Well but 10% equals 40%, because when you start reinvesting that money and you look in terms of the margins, and then how much they can grow and you apply compound interest to it, and actually it’s just basic math of conversion, I said, “Google actually effectively really has a 40% advantage over Yahoo, not a 10% because it all gets amplified.” So I said, “What you’re going to see happening is the next few years you’re going to see Google just pull way ahead of Yahoo, and they’re going to pound them into the ground.” And that’s exactly what happened.

So that 10% on the surface like as of today, or as of you know this month or the next 30 days, it’s only like a 5% or 10% lead, but that will earn compound interest. And if somebody is trying to compete with them like they’re in the number four position, or their number six position compared to the guy that’s in the number three, the loser just is losing faster and the winner is winning faster. It is a very big deal and I still maintain it’s the biggest change in Google in 10 years. It’s a very big deal.

Andrew: So really implications for people who are you know running pay per click right now, should they be just willing to pay more to get those higher sponsor, are they just known to the fact that their competitors if they’re out ranking them are going to gain ground on the more quickly? What should they take away?
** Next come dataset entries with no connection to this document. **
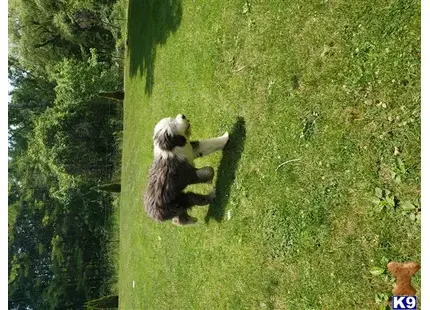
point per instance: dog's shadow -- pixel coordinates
(227, 170)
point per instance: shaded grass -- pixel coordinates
(335, 84)
(159, 19)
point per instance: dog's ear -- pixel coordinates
(168, 142)
(178, 140)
Peeling Away at the Optimization Onion

Perry: Well, I don’t think that your first response should be, “Oh, I’m going to spend more money.” Your first response should be, “Am I optimizing everything that I can really optimize? Do I have my exact matches and my phrase matches and my modified broad matches, and my broad matches all in separate ad groups or even separate campaigns, and I’m using separate bidding strategies on those? Am I using all of the site extensions that are available, and all the ad formats? Am I really doing correct to market research to understand what itch the customers are trying to scratch?” And you know, like all the different layers of the onion. First you got to optimize all that.

Now I know that you know 1% of the advertisers are optimizing everything to the hilt, but most of them aren’t. I know how the world is because I have been doing this for a long time, you know, most people are just kind of a little bit lax, and they don’t split test things in a very disciplined way. And so they’re just letting things slip, and what you want to do is you want to do all that optimization also it’s very much a matter of picking your battles.
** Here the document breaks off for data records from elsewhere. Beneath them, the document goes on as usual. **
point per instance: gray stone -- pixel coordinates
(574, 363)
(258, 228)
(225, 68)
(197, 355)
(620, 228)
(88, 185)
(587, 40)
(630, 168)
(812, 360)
Like especially if you’re the challenger and you’re not the incumbent. You’re going to have to pick certain keywords that you think you can win on that maybe the other guys aren’t paying as much attention to, and you know, you go fight those little skirmishes. You shore those up first and so you’re just going to need to be strategic about it. Now once you get all of those things lined up and it’s all humming like a well oiled machine, then you put more money into it, and then it’s really hard for somebody to unseat you.

80/20: How Much Money You’re Leaving on the Table

Andrew: I’m going to change gears just a little bit and talk about some of stuff in your book again, “80/20 Marketing.” Great book, really enjoyed it and in that book there’s been a lot…I mean Tim Ferris has talked about 80/20. I think most people probably pretty familiar with the principle, but you approached it from a slightly different angle, doing 80/20 of the 80/20. Focusing on not just the 20% that drives 80% the outcome, but taking it to the second or third power. Focusing on the you know the 4% that drives the 60% of that of the outcome, something like that.
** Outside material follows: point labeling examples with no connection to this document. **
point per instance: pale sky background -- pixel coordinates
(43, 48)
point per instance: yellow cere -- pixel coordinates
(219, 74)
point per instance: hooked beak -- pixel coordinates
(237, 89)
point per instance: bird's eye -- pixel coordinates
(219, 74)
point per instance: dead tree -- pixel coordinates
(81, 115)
And one of the things I found most fascinating was kind of a fun experiment or the process you used to be able to look at a market, and I think in the book you use the example of let’s say a professional sports team. Look at a market and figure out how much potential revenue you could charge, and you could generate from that market. And I thought was fascinating, both in the sense of just the predictive abilities, but also as a way to be able to see in my own business how much money potentially am I leaving on the table. Can you talk about that a little bit?

Perry: Yeah, 80/20 is fractal. In other words it’s a repeating pattern, inside a pattern, inside a pattern, inside every 80/20 is another one, another one, and another one. So I can look at the whole world, I could look at all the countries in the world from the richest of the poorest, and there’s an 80/20 distribution of all those countries. But then I can look at the Forbes 400 and 80/20 is still true just within that group of people, and I could look at the top 10 people in the Forbes 400 and 80/20 is still true just among the top 10.

Andrew: In terms of saying that in those top 10, the top 2 people are going to own 80% of the wealth as opposed the other 8 in the top 10 of the Forbes 100.

Perry: Yeah, and if you look at it it’s actually like the top 3 are worth about twice as much as the other 7 put together. So it’s not exactly 80/20 but the pattern is definitely there. And this is actually true all over the place of just about anything you can measure. I remember one of my mentors early on, he said, “One of the things that all great businesspeople, all great marketers do is they harness natural forces.” And what I realized is there is a natural attractor going on in almost any kind of economic activity, or product defects, or complaints to the customer service department that all of these things are 80/20, so what this means is that if you let people do what they want to do, if you give them the opportunity to do what they want to do, if you give them a lot of choices, then they will naturally flow in these directions.

So if I have 60,000 football tickets for $50 apiece, then I can just start applying the 80/20 and go, “Okay, 20% of those people are actually willing to spend 4 times the money for a better experience, and 20% of those people are willing to spend 4 times the money for better experience, and 20% of those people are willing to spend 4 times the money,” and you work your way up in all of a sudden you can calculate the number of $10,000 sky boxes that you can sell. And you will find it scary uncanny accurate how close that is. It will probably be plus or minus 30% of any one of those numbers, is that’s going to be how many of those they sell, and in fact when the super bowl was going on I tweeted this thing and I said, “Hey 80/20 geeks, if X number of Super Bowl tickets were selling $3,000 apiece, then what did the most expensive person spend on going to the Super Bowl?” And the answer was I think $10 million.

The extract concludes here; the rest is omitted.